As expected, the proportion of newly diagnosed cases linked to care increases with increasing time after diagnosis (i.e., linkage within 12 months (green line), is higher than linkage within three months (red line) which is higher than linkage within 60 days (purple line) etc.).  Across the 13 quarters shown, entry to care within 30 days of diagnosis ranged from 40% in April-June 2010 to 80% in January-March 2011.  By one year after diagnosis, 78% (October-December 2011) to 97% (January-March 2011) of newly diagnosed persons were linked to care. 

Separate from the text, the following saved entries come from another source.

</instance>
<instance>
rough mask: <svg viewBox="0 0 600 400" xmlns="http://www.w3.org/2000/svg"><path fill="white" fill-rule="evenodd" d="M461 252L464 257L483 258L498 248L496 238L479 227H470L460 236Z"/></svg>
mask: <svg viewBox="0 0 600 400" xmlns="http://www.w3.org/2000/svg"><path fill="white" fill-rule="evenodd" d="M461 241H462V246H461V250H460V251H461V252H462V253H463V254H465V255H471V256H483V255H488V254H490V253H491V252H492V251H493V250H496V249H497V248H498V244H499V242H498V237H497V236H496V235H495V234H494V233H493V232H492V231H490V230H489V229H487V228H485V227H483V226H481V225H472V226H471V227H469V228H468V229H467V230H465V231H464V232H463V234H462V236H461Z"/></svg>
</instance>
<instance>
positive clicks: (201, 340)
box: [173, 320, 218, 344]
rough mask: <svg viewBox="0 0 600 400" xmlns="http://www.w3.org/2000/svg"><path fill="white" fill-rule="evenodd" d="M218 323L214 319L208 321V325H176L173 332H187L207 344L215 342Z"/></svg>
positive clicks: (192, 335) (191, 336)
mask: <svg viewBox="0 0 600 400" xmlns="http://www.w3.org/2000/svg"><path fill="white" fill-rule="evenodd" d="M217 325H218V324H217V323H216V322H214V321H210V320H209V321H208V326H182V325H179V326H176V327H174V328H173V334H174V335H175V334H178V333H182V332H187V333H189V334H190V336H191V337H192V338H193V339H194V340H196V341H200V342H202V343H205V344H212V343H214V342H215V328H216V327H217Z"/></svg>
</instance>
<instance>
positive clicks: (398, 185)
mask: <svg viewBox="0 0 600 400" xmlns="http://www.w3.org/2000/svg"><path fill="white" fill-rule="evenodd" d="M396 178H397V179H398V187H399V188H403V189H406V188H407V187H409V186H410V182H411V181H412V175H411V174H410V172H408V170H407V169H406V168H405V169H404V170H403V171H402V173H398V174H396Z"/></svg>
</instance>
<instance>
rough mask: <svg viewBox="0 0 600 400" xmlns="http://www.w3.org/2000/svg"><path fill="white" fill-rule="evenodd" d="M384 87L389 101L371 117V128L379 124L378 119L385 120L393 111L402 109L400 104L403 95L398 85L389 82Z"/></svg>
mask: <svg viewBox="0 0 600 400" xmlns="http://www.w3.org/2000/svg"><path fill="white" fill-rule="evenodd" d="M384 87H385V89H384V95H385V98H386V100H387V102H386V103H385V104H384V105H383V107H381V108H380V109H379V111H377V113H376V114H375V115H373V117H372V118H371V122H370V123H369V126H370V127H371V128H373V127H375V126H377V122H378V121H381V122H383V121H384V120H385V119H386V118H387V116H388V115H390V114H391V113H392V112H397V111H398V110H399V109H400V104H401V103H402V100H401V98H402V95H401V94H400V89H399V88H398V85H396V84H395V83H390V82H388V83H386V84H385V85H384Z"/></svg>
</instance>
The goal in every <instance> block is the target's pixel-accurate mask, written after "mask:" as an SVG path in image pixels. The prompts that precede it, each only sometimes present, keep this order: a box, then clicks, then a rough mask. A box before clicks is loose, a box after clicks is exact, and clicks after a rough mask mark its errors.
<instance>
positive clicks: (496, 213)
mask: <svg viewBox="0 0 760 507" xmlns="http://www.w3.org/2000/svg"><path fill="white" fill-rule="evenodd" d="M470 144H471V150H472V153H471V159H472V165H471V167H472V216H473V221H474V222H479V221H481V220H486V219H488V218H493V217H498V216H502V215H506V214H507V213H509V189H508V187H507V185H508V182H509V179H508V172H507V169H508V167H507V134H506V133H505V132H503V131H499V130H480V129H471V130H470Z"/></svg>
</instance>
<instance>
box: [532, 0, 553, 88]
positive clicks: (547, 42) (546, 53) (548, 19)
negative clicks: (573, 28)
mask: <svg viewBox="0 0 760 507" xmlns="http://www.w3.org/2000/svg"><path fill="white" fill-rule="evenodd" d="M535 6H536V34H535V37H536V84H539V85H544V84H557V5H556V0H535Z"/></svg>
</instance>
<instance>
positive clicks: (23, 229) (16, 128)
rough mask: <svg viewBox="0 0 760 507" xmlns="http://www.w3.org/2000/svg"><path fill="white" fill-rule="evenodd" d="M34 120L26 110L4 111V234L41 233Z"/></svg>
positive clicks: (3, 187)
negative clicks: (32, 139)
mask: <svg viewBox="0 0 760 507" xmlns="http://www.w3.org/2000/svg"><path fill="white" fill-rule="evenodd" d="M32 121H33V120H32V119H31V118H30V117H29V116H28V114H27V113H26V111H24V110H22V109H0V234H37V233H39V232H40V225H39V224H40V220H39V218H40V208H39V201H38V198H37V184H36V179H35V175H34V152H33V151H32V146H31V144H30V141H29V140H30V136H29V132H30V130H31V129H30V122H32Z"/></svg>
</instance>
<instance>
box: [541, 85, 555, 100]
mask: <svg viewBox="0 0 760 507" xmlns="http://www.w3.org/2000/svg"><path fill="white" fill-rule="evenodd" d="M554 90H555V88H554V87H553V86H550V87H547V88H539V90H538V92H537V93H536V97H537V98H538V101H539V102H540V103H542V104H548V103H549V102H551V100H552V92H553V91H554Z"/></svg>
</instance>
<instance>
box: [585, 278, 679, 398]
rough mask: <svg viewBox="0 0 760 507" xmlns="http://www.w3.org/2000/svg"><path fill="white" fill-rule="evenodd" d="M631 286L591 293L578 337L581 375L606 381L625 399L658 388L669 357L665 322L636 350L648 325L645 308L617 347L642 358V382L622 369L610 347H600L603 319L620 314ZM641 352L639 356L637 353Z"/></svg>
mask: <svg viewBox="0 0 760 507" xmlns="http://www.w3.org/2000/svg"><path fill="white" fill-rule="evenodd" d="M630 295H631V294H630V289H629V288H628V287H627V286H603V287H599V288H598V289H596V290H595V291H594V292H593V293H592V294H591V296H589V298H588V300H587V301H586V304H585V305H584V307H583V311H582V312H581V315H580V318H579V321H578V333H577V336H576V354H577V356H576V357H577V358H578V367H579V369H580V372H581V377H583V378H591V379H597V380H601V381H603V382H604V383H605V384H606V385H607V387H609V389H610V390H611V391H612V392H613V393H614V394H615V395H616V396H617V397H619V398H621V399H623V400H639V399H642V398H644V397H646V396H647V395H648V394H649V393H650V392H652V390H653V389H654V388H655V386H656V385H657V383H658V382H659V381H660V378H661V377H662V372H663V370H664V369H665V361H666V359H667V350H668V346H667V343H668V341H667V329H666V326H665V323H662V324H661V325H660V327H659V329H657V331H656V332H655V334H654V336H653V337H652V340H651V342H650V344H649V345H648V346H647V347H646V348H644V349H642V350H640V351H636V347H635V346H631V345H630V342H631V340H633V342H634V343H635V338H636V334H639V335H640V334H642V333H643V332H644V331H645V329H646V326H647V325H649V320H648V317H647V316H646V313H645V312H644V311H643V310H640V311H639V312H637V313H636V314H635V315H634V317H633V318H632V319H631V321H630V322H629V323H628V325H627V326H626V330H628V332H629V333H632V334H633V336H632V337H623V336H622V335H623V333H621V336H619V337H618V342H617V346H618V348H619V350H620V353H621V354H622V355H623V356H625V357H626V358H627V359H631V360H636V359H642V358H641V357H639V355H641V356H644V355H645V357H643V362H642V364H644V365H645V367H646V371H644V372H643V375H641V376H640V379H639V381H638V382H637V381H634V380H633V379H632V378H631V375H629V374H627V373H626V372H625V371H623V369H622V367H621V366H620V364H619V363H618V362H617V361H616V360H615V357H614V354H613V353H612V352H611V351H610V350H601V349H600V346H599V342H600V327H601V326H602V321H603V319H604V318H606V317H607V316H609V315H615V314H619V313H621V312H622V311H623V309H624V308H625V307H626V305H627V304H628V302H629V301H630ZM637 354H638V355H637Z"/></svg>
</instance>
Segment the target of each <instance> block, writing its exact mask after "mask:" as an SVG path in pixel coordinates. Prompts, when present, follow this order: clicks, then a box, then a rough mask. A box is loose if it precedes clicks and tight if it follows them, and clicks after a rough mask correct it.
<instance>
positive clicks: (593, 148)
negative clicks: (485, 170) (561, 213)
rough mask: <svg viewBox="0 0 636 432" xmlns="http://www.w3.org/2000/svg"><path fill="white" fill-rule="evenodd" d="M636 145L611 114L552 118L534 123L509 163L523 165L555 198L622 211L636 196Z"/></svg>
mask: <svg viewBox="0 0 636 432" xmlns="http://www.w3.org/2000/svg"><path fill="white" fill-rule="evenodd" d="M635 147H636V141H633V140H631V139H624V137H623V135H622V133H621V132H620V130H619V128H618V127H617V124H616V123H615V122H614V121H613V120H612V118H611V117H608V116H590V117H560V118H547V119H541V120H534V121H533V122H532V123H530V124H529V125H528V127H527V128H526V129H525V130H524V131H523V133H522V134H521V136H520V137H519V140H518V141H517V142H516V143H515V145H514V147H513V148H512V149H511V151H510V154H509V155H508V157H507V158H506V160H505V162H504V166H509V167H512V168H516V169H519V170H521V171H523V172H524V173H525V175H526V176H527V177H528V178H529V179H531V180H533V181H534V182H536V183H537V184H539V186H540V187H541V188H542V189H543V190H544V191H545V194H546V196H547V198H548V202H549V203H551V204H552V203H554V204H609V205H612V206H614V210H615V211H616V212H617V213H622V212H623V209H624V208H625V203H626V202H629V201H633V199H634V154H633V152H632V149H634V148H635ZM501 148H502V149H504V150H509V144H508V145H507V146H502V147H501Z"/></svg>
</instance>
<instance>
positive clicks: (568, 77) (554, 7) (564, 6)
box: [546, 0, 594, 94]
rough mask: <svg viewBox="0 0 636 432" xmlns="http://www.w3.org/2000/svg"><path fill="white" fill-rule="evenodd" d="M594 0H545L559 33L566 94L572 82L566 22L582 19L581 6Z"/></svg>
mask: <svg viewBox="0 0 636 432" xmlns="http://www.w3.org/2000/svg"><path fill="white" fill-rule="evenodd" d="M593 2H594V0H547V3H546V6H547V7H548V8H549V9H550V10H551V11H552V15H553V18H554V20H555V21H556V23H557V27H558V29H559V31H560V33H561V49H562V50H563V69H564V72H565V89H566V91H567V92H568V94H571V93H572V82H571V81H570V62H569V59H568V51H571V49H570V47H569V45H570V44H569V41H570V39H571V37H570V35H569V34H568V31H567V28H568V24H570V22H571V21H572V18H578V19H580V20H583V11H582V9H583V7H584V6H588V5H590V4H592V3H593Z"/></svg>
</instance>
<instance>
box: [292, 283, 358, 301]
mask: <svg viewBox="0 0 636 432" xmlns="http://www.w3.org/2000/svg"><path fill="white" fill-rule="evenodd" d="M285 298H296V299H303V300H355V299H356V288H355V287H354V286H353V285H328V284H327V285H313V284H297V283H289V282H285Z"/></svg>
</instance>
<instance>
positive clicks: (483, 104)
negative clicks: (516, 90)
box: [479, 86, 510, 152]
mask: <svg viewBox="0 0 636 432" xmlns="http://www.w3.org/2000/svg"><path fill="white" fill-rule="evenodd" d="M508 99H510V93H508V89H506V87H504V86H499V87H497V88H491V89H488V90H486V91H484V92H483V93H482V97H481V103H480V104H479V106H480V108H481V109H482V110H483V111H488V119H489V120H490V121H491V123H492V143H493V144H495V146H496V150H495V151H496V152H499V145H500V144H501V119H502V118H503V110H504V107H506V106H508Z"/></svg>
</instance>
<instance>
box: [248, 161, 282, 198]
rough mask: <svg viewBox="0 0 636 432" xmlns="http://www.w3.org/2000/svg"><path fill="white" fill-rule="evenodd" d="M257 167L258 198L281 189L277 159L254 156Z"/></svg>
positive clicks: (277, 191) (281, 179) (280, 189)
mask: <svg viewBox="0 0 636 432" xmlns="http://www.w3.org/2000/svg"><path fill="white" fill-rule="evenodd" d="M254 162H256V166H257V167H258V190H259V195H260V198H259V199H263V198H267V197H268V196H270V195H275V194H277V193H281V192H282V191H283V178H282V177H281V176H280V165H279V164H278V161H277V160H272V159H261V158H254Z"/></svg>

The low percentages of newly diagnosed persons who link to care within 30 days of diagnosis indicate that early linkage to care is challenging.  Among the reasons is the time required for providers to receive laboratory confirmation of HIV infection and patient and clinic factors that affect appointment scheduling.   Further, the data show that even after a full year beyond diagnosis, some persons are still not linked to medical care.  In fact, almost 1 out of 10 newly diagnosed persons in New York State (NYS) in 2011 did not link to care in the first year after diagnosis.  Therefore, 100% remains an aspirational goal.  The National HIV/AIDS strategy has specified a practical goal of 85% linked to care within three months of HIV diagnosis by 2015.  This goal appears within reach for NYS.  In 2011, 82% of newly diagnosed persons in NYS were linked to care within three months of diagnosis.